Because of the coronavirus pandemic, which has affected the global economy this year, the Dow Jones Industrials fell heavily from highs at the beginning of the year and shows a growth of only 1.78%. At the same time, there is stock belonging to it, which demonstrated the vitality, rapid recovery, and are good candidates for purchase.
The shares included in the Dow Jones Industrials are faced with high market volatility, being on the “roller coaster ride” this year because the pandemic coronavirus has led to an unprecedented level of economic and political uncertainty.
80% of the 30 shares comprising the Dow Jones since the beginning of the year lost its position, however, emerged a group of leaders, the growth of which had a positive impact on the index. Here are three stocks that has affected more, at the same time, their growth prospects for the remainder of 2020 and in the future look promising.
Microsoft
Chart of Microsoft (MSFT) this year looks to be as optimistic V-shaped recovery after the recession in February with the arrival of the pandemic. During the last quarter, Microsoft shares have gained an impressive increase of almost 37%, an increase from the beginning of the year was 33.6%.
Microsoft CEO Satya Nadella, who took his post in 2014 was the founder of the positive long-term change in the company. By the beginning of 2020 everybody on wall Street has long recognized the progress Microsoft and its high potential.
The main impetus to the growth of the company receives from its initiatives in cloud computing, which include all the most popular software packages available to users regardless of what operating system they use.
Proof of the success of cloud business Microsoft is to receive this year’s $10 billion cloud contract with the Pentagon. In addition, the Goldman Sachs survey of 100 IT managers of large companies of the Global 2000 have shown that they prefer cloud service Microsoft Azure before Amazon Web Services (AMZN). Marketinfo.pro wrote about it in the article “Cloud service Microsoft won the championship from Amazon among large companies”.
Such a strong position in the cloud services helped Microsoft in a pandemic, companies massively switched to cloud services for the convenience of working remotely, and app for the web conferencing Teams received more than 44 million users a day.
The results of the conference the Microsoft Build developers for 2020, conducted in may, showing investors that the company prepares many more products to monetize in the future. Investors can be confident that Microsoft will be able to continue to strengthen the position and bring greater returns to shareholders.
Apple
Chart of Apple shares (AAPL) draws similar to Microsoft picture, showing 83% growth over the last 12 months, growth of 27.3% since the beginning of the year and almost 55% over the last 3 months.
Apple managed to hold the lead despite a number of negative consequences of the pandemic, the global trend of falling smartphone sales, the closure of physical stores, disruption of supply chains, etc.
With the beginning of 2020 a huge database of sold “connected” devices, Apple’s success has been in sales of some services by subscription. In addition, Apple is constantly striving to improve and add functionality to its product lineup. Latest high investor expectations based on Apple’s plans to manufacture its own ARM chips in the Mac and the expectations of the release of the iPhone with the 5G, which could trigger a huge new update cycle, especially among users who are increasingly using wireless networks in their remote work. If demand is high, it could mean a huge victory for Apple and help support the further growth of its stock.
Home Depot
The success of the growth stocks of the largest network of stores for home improvements Home Depot (HD) is similar to the previous two stocks.
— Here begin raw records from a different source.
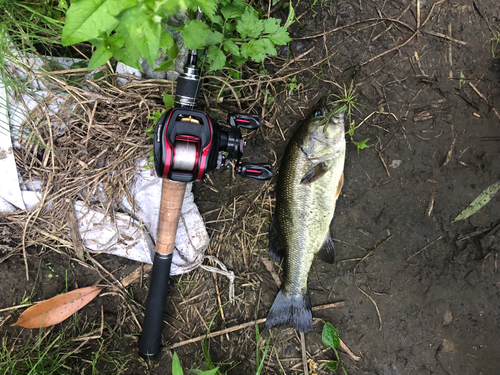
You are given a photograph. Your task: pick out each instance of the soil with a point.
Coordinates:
(421, 293)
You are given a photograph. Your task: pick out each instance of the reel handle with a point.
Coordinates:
(258, 171)
(172, 196)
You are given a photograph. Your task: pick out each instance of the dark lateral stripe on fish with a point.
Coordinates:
(291, 310)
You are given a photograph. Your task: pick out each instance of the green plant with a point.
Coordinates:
(330, 338)
(128, 30)
(360, 145)
(260, 361)
(494, 45)
(177, 368)
(346, 103)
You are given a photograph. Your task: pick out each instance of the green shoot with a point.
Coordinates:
(361, 145)
(330, 338)
(494, 46)
(260, 361)
(347, 101)
(129, 30)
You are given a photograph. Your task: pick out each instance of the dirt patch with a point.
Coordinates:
(421, 294)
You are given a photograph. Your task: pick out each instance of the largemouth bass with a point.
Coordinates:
(309, 183)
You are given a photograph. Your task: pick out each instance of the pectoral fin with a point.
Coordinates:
(315, 173)
(276, 249)
(327, 251)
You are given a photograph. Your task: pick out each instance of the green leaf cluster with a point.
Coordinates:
(130, 29)
(330, 338)
(177, 368)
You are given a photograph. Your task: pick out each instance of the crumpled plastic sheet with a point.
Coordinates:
(129, 234)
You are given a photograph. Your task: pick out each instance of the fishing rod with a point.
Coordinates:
(187, 145)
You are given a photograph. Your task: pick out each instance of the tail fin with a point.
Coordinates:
(290, 310)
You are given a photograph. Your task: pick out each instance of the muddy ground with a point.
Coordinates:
(421, 294)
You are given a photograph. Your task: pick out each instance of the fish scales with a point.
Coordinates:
(304, 210)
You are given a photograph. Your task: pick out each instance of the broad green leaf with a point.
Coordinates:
(249, 24)
(231, 47)
(271, 25)
(165, 65)
(117, 6)
(207, 6)
(213, 37)
(216, 58)
(173, 52)
(195, 34)
(143, 31)
(116, 41)
(231, 11)
(129, 54)
(63, 4)
(257, 49)
(280, 37)
(100, 57)
(168, 100)
(218, 20)
(333, 365)
(361, 145)
(291, 16)
(267, 45)
(176, 366)
(86, 19)
(479, 202)
(330, 336)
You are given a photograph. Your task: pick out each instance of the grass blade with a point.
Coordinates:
(479, 202)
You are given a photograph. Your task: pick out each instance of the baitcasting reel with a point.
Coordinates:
(188, 144)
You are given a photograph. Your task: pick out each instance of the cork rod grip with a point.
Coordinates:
(172, 196)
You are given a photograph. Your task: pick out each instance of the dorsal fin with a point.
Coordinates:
(327, 251)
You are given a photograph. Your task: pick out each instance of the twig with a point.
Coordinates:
(424, 248)
(444, 36)
(385, 165)
(375, 304)
(407, 41)
(478, 92)
(348, 351)
(450, 152)
(243, 326)
(304, 353)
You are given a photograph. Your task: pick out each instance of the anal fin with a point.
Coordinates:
(276, 249)
(327, 251)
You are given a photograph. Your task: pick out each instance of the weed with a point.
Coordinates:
(494, 45)
(293, 86)
(330, 338)
(260, 361)
(128, 30)
(346, 103)
(177, 368)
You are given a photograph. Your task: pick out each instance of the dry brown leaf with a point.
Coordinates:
(56, 309)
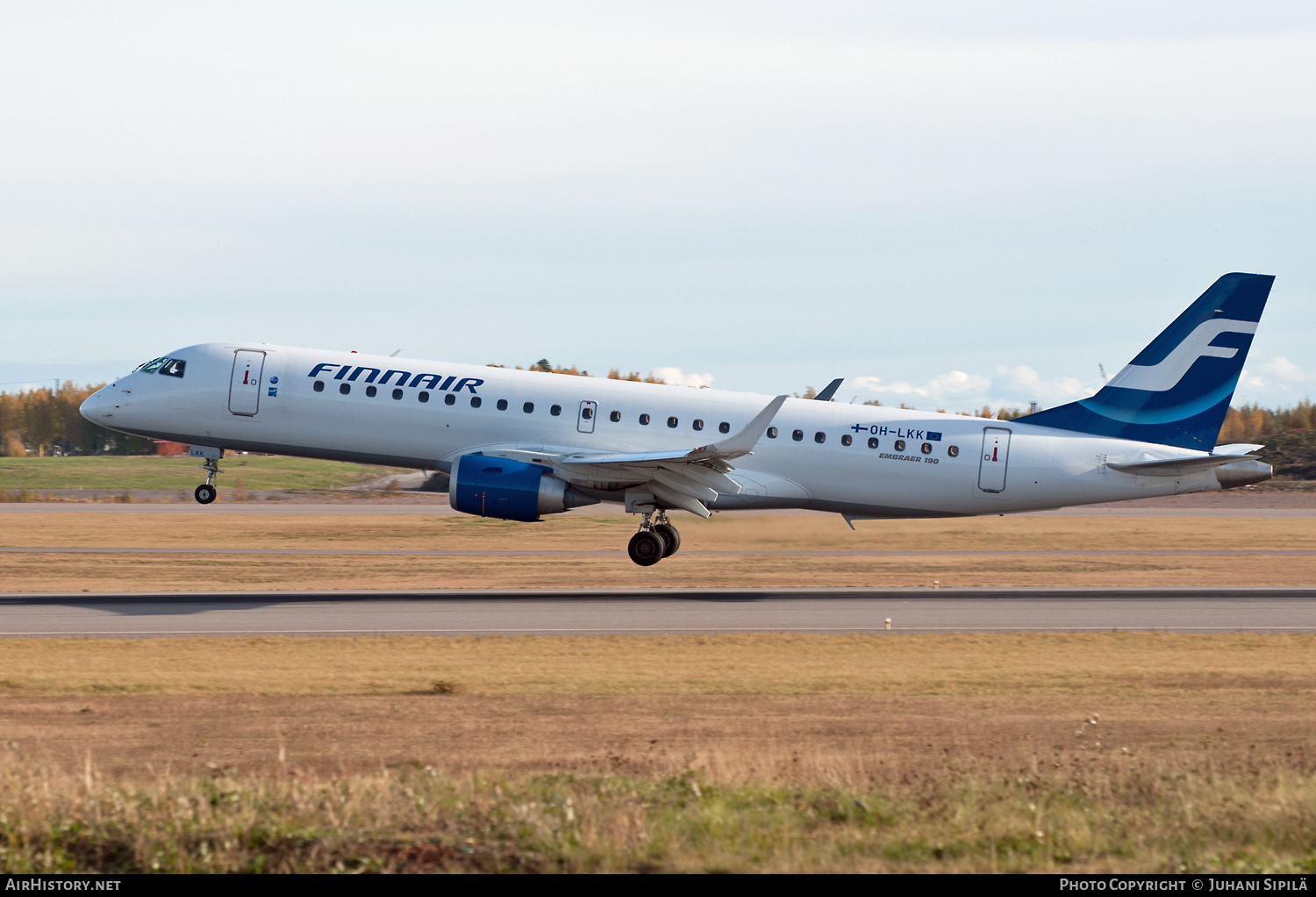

Home Depot shares rose by 39.65% in the last three months, recovered quickly after a sharp and unprecedented drop in March, an increase was 14.27% compared to the beginning of 2020.
Such a quick and strong recovery of the shares of Home Depot proves the company’s ability to withstand the crisis and proves its value to investors.
The significant fact is that Home Depot stocks did not react strong decrease for publication in may weak financial results for the first quarter. At the same time, despite the pandemic, the company reported increased total quarterly sales by 6.4% (USA, Canada, Mexico) and by 7.5% in the US, compared to last year results.
Although the retailer has suffered from the crisis, his strategy digital sales helped it adapt to the changing needs of its customers. In addition to sales through its website and delivery service, Home Depot has achieved high performance of the service “pick-up” (when the consumer takes an online order in the store). Also successful was the decision of placing the cabinets to retrieve a small online orders. Read more about digital strategy Home Depot Marketinfo.pro wrote in the article “Digital strategy Home Depot promises great benefits for growth.”
Thus, Home Depot proves its durability and good preconditions to growth, which strengthens investors ‘ confidence in the future of the company.
Although the situation with the pandemic is not yet completed, shareholders can expect continued strong growth and a great future Home Depot, Apple and Microsoft in 2020.